Project Resources » Wat Misaka
Lived in pre-WWII Utah
Photo courtesy of the Frank H. Watase Media Arts Center
Wataru "Wat" Misaka had the great distinction of helping guide the University of Utah basketball team to the National Invitation Tournament and the NCAA championships in the 1940s. The five-foot, seven-inch Misaka, who was born in Ogden, went on to make history as the first person of color to be drafted by the New York Knickerbockers in 1947, the same year Jackie Robinson broke the color barrier in professional baseball with the Brooklyn Dodgers. Although he only played three games for the Knicks before Coach Joe Lapchick cut him from the team, Misaka looks back at his brief NBA stint without regret. "Back in those days, college basketball was the pinnacle of one's basketball experience. Pro ball was in its infancy," said Misaka, who later turned down an offer to play for the Harlem Globetrotters so that he could return to school to earn his engineering degree.
While so many Japanese Americans were subjected to overt racism before, during, and after World War II, Misaka felt little intolerance while playing in Utah or even in New York. "It's kind of strange," Misaka said. "My parents were Japanese, but in my entire career I played with whites, so I just feel like I'm just like the rest.
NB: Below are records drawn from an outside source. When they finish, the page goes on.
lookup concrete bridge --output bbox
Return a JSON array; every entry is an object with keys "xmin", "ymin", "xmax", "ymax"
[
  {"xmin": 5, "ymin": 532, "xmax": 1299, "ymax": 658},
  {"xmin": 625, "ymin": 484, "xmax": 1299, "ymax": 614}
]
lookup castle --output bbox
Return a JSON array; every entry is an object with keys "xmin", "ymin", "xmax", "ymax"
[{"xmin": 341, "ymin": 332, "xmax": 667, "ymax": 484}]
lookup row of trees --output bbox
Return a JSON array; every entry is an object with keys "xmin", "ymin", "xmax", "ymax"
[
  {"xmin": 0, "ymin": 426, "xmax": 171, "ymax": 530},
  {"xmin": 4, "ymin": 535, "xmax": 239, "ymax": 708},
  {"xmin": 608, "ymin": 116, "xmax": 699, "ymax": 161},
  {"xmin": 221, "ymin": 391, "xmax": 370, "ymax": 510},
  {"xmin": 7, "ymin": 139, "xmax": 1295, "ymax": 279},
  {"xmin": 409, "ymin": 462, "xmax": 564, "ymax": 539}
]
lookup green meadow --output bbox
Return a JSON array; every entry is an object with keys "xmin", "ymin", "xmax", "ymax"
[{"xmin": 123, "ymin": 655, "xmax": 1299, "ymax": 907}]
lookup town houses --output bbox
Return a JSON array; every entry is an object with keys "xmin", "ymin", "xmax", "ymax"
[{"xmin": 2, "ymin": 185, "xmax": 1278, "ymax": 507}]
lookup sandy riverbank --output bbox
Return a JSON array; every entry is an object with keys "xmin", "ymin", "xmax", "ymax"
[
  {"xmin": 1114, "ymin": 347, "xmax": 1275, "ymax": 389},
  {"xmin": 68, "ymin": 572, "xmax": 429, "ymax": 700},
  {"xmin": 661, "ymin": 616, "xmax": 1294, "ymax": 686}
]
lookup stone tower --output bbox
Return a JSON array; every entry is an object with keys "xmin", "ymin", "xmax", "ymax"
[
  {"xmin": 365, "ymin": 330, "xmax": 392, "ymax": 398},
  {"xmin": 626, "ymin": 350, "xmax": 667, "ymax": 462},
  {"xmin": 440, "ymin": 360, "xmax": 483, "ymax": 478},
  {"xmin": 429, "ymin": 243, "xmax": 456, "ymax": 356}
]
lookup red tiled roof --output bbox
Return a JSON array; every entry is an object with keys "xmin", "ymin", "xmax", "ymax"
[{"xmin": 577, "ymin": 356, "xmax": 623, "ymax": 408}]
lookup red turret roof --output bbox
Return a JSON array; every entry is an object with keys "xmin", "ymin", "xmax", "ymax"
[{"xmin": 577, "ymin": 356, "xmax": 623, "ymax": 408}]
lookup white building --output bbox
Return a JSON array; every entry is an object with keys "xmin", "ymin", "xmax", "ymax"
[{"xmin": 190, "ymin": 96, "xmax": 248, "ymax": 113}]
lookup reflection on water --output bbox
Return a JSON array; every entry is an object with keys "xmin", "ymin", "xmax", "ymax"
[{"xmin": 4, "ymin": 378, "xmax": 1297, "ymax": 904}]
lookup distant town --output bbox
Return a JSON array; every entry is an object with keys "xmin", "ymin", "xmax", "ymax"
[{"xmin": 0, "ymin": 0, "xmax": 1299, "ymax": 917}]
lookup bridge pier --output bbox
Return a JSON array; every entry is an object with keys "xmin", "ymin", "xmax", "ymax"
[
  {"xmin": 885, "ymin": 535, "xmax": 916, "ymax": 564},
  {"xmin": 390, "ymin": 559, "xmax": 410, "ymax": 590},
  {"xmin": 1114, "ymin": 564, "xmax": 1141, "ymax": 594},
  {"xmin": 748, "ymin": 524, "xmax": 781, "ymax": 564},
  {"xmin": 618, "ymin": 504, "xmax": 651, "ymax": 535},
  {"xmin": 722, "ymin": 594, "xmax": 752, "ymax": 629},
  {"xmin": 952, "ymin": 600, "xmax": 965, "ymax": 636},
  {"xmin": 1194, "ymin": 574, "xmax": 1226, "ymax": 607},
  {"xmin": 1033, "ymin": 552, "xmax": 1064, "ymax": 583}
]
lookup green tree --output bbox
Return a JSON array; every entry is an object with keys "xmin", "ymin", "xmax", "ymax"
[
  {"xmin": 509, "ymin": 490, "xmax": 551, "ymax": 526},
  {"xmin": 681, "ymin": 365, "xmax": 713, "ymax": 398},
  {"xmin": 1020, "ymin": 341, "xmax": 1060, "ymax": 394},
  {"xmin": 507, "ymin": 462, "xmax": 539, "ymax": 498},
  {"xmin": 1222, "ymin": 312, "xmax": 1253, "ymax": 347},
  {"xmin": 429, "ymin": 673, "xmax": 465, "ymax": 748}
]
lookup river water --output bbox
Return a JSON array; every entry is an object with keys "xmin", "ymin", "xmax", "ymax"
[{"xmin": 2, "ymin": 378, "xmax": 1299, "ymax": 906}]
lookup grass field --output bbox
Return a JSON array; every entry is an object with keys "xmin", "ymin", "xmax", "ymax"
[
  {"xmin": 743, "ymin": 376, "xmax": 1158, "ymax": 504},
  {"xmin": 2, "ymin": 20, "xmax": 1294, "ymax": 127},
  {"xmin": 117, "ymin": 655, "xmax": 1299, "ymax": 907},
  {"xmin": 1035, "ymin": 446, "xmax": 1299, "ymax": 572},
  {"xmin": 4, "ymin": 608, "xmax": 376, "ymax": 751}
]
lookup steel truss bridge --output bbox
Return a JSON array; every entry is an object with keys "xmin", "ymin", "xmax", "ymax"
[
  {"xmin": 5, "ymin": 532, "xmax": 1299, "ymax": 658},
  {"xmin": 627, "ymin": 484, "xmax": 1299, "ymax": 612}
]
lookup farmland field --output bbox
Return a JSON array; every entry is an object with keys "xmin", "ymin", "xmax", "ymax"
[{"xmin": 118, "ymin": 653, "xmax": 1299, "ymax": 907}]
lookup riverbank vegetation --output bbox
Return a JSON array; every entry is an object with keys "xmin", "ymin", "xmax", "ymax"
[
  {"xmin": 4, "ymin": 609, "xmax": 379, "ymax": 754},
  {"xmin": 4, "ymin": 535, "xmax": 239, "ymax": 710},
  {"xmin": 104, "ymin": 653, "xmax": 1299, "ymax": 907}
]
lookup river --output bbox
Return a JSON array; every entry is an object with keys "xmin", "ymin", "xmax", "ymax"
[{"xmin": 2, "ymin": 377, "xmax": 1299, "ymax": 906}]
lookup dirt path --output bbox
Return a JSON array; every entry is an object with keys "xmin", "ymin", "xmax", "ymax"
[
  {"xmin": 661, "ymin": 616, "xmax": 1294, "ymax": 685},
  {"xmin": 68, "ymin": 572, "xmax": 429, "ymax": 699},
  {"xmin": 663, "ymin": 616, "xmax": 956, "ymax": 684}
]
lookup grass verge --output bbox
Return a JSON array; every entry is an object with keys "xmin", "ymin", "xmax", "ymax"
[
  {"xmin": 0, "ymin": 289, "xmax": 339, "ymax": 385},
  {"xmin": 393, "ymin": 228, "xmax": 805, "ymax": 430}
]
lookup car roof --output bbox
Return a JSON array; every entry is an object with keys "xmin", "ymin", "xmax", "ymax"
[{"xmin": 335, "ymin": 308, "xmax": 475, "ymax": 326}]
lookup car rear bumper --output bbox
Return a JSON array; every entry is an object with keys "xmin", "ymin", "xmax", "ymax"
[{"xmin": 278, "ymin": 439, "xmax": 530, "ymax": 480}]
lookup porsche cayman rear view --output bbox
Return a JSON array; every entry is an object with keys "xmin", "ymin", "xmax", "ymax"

The way it was and the way they treated me -- I was just another basketball player." One might expect tougher treatment in New York, but he remembered, "Whether real or not, I felt less prejudice against me in New York than I did anywhere else. Playing for [University of] Utah, New Yorkers are great fans of underdogs and they really backed us up..."
At heart, Misaka is a Ute -- except for his time with the Knicks and a stint in the military, Misaka has lived in Ogden his whole life. His career with the University of Utah led to his induction into the Utah Sports Hall of Fame in 1999, two years after his induction into the Japanese American National Bowling Hall of Fame.
Misaka is still a die-hard fan of the Utah Jazz, and he took up bowling as his hobby.